When I called asking what it was about, they told me that I needed to sign the DO Form along with my soc. sec. number and send it to them. If I didn't send it to them, the IRS would be able to penalize me 28%.
I am a UMO. Why would I get a DO? The well hasn't paid out yet.
Anybody know anything about this?
TIA.
Tags:
I am not a UMO, but I never sign them, just supply my SS#. They don't like it when I do it, but I have not had any issues before. Someone else will need to comment on the UMO part.
This is just a guess: CHK needs your SSN, so they can file info with the IRS once payments start. They need to file a 1099 every year, right? It may be that if they don't have your SSN, they are obligated, by law, to take deductions. So maybe it's not a "penalty." It sounds like withholdings.
I don't know that you need to sign the DO, but you should at least look at it to ensure that you are in agreement with CHK about what your fractional ownership is. If there is a disagreement, you should resolve that asap.
You need to supply your social security number for your 1099. There is no other way for CHK to get it. Don't sign the DO but do check to see if your decimal interest in the unit is correct.
adubu, Dion and I are posting in regard to Louisiana DOs. Whether a decimal interest is correct or not is a question different from the question of signing the DO. My attorneys have as a matter of course told clients they do not need to sign under LA law.
Skip--- U correct I am in Texas and as you explained Louisiana DOs are different in some way from Texas. I am just Curious in regard to Pros/Cons of signing or not signing the DOs since you and Dion both sound strongly on your opinion re: Sign vs. No sign -- who know i may move to Louisiana one day ( But doubt) I have developed respect over time on this site for both you and Dion post honest answers with knowledge and business like fashion to help educate all and I thank you both.
Many thanks to all of you, I will have an O&G attorney review this information/request.
LN:
I generally counsel folks to execute the division order letter, once you are reasonably certain that the calculation of your interest is correct. Without an up-to-date name, address, and SSN (or TIN), the lessee / operator may suspend payment of royalties due.

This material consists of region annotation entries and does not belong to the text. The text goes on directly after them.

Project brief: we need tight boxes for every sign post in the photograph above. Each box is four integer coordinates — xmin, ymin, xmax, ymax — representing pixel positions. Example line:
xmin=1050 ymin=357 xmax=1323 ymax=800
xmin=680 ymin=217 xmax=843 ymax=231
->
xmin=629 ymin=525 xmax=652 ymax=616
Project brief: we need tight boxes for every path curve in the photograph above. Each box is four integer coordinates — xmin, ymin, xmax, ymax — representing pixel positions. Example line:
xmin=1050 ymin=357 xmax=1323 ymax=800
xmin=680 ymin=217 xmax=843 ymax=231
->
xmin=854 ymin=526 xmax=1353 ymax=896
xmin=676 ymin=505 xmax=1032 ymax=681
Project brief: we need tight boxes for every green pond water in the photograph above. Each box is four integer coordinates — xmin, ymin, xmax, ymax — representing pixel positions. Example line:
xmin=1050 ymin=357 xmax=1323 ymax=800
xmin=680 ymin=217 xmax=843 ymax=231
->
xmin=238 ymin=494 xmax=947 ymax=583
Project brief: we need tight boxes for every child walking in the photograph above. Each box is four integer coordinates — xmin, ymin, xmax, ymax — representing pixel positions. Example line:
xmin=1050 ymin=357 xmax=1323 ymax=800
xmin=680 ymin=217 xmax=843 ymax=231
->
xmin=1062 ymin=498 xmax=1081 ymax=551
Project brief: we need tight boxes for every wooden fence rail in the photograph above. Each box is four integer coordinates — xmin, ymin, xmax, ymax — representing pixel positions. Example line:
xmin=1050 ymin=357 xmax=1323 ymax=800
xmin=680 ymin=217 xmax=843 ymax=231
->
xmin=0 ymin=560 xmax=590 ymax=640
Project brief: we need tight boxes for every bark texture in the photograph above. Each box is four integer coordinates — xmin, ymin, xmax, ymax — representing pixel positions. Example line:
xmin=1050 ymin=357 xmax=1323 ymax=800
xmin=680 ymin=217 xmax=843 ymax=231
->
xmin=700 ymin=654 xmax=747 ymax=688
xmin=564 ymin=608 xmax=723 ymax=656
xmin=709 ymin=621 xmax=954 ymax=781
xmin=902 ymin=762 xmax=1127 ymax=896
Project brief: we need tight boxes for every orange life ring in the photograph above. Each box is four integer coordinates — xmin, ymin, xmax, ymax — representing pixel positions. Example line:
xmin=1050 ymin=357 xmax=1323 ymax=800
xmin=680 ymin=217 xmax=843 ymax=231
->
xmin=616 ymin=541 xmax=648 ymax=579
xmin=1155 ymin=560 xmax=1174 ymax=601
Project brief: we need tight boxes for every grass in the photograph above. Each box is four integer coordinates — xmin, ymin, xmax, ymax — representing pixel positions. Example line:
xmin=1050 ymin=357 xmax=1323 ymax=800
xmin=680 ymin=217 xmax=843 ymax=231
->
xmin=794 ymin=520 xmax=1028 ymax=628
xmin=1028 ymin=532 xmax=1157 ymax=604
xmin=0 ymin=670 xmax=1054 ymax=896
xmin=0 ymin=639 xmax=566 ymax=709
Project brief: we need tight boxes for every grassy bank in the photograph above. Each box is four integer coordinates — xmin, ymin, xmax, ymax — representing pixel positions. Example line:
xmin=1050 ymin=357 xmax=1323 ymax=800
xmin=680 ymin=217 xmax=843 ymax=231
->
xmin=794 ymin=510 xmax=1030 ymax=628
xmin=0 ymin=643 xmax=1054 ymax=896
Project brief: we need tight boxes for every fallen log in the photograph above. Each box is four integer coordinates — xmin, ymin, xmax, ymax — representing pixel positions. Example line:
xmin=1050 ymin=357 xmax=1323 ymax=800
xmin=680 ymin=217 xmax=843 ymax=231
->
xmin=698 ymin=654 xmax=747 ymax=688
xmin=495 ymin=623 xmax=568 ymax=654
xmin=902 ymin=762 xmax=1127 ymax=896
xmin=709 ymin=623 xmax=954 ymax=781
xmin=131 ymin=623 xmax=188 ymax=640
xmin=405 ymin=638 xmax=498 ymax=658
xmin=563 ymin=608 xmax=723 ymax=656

Some folks still operate under the misconception that signing the division order or division order letter can result in modifications in their lease. In LA, this is no longer true and has not been true for some time. Please review Article 138.1 of the Mineral Code (emphasis to selected text added by me):
LA R. S. 31:138.1. Division order; precedence of lease; penalties for failure to pay royalties due
A. For the purposes of this Article, a "division order" is an instrument setting forth the proportional ownership in oil or gas, or the value thereof, which division order is prepared after examination of title and which is executed by the owners of the production or other persons having authority to act on behalf of the owners thereof.
B. A division order may not alter or amend the terms of the oil and gas lease. A division order that varies the terms of the oil and gas lease is invalid to the extent of the variance, and the terms of the oil and gas lease take precedence.
C. The execution of a division order is not a condition precedent to receiving payment from a lessee. The lessee shall not withhold royalty payments because his lessor has not executed a division order.
D. If the lessee fails to pay royalties solely because his lessor has not executed a division order as defined in this Article, the court shall award as damages double the amount of royalties due, legal interest on that sum from the date due, and reasonable attorney's fees. However, if the lessor fails to supply the name, address, and tax identification number upon written request of the lessee, the lessee's failure to pay royalties shall be deemed reasonable.
The only valid reason IMO not to execute a division order letter would be improper calculation of your interest. One can certainly complicate a situation in which there is a discrepancy in the interest which would result in added monies accruing in your favor (the dreaded 'But you executed a division order..." phrase can get thrown in your face.), but rest assured, if the calculation is improper and you are overpaid, a company will ALWAYS send you a revised DO letter to correct the mistake. If the calculation appears proper and reasonably correct (small discrepancies in the eighth decimal place don't generally amount to a large difference), I would say sign it. If you are not reasonably certain, or cannot reasonably determine your interest, you always have the option to call the lessee / operator and inquire.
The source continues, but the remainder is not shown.